Dès la découverte d’or en Californie en 1848, la banque Rothschild décide de créer une agence bancaire à San Fransisco.
Benjamin Davidson, parent des Rothschild, ouvre l’agence en 1849. Il est secondé, dès 1850, par John May.

1849, gold in California : establishment of a Rothschild agency in San Francisco
The discovery of gold in California in 1848 has awakened Rothschild interest and in 1849 N M Rothschild established an agency in San Francisco, in the persons of two Rothschild agents, Benjamin Davidson and John May. The connection persisted until the impact of the gold rush had diminished.

The Rothschild archive.

Fortune faite, Julien Prioux rentre en France. Nous le retrouvons à Pleyber-Christ en janvier 1857, témoin du mariage de sa sœur Marie Louise.
 

Quelques informations complémentaires

• Louis Napoléon BATAILLARD naît à Paris le 3 décembre 1801.
Il obtient son baccalauréat en 1820 et s’oriente vers une carrière de clerc de notaire. De 1829 à 1843, il exerce la profession de commissaire-priseur à Paris. Il est maire de Châlette-sur-Loing (Loiret) de 1843 à 1847. Le 3 mai 1849, la Légion d’honneur lui est attribuée.
Fin 1855, M. Bataillard quitte le consulat. Sa fiche matricule de la Légion d’honneur nous apprend qu’il décède le 3 novembre 1881.

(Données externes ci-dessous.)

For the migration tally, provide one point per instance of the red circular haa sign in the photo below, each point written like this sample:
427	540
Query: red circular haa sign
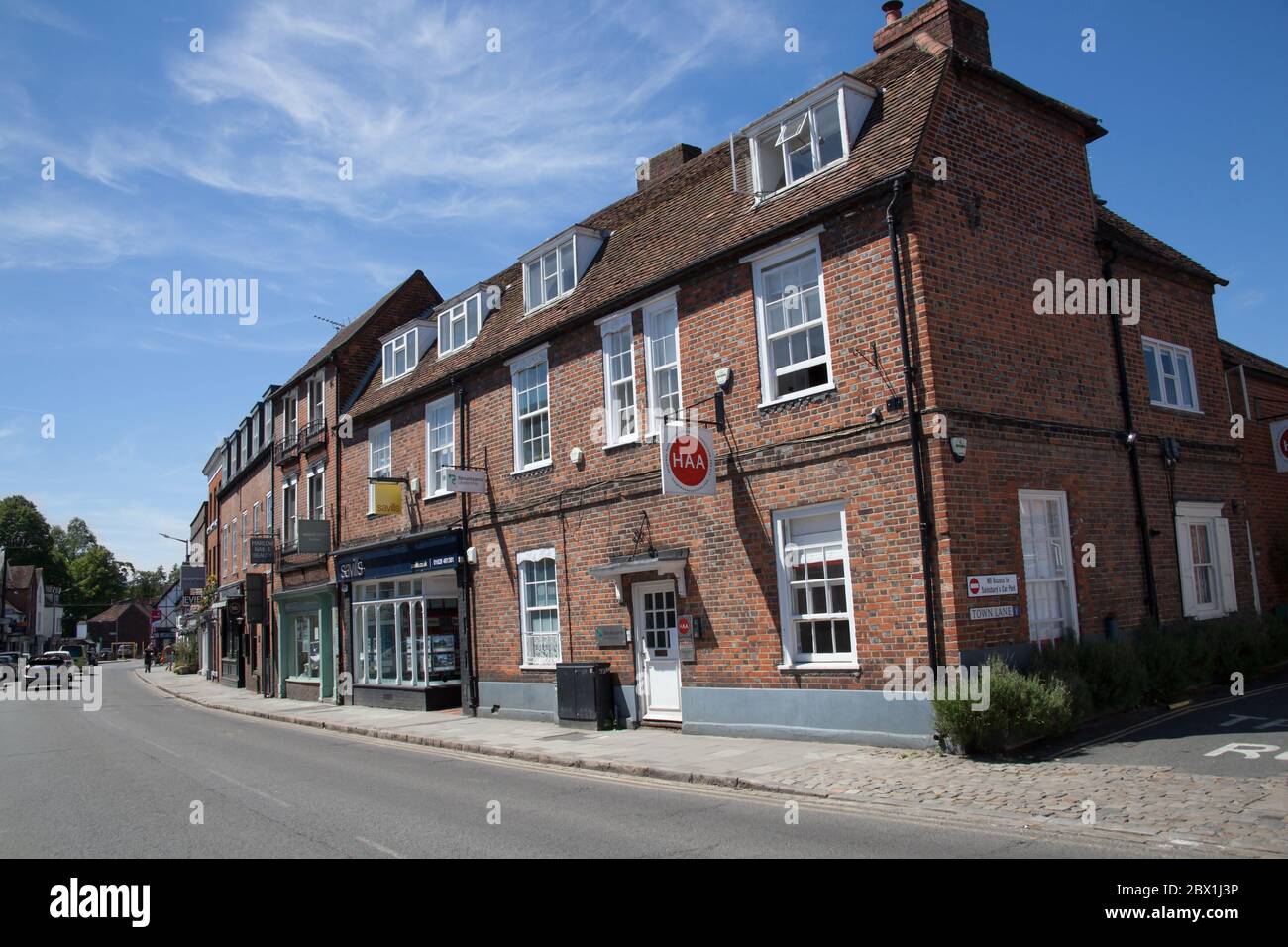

Les Français en Californie, Daniel Lévy, San Francisco, 1885.
BnF - CCFr, Catalogue collectif de France.
INHA - AGORHA, Base de données de l’Institut national d’histoire de l’art.
Wikipédia, liste des maires de Châlette-sur-Loing (45).
Archives nationales, Répertoire des commissaires-priseurs de Paris et du département de la Seine (1801-1937).
Ministère de la Culture, Légion d’honneur, base Léonore.

• Yves Marie BOURVEN, fils de Jean Bourven, notaire, et de Anne Le Foll, naît le 20 décembre 1793 à Plougonven. De 1826 à 1863, il exerce la profession de notaire à Pleyber-Christ.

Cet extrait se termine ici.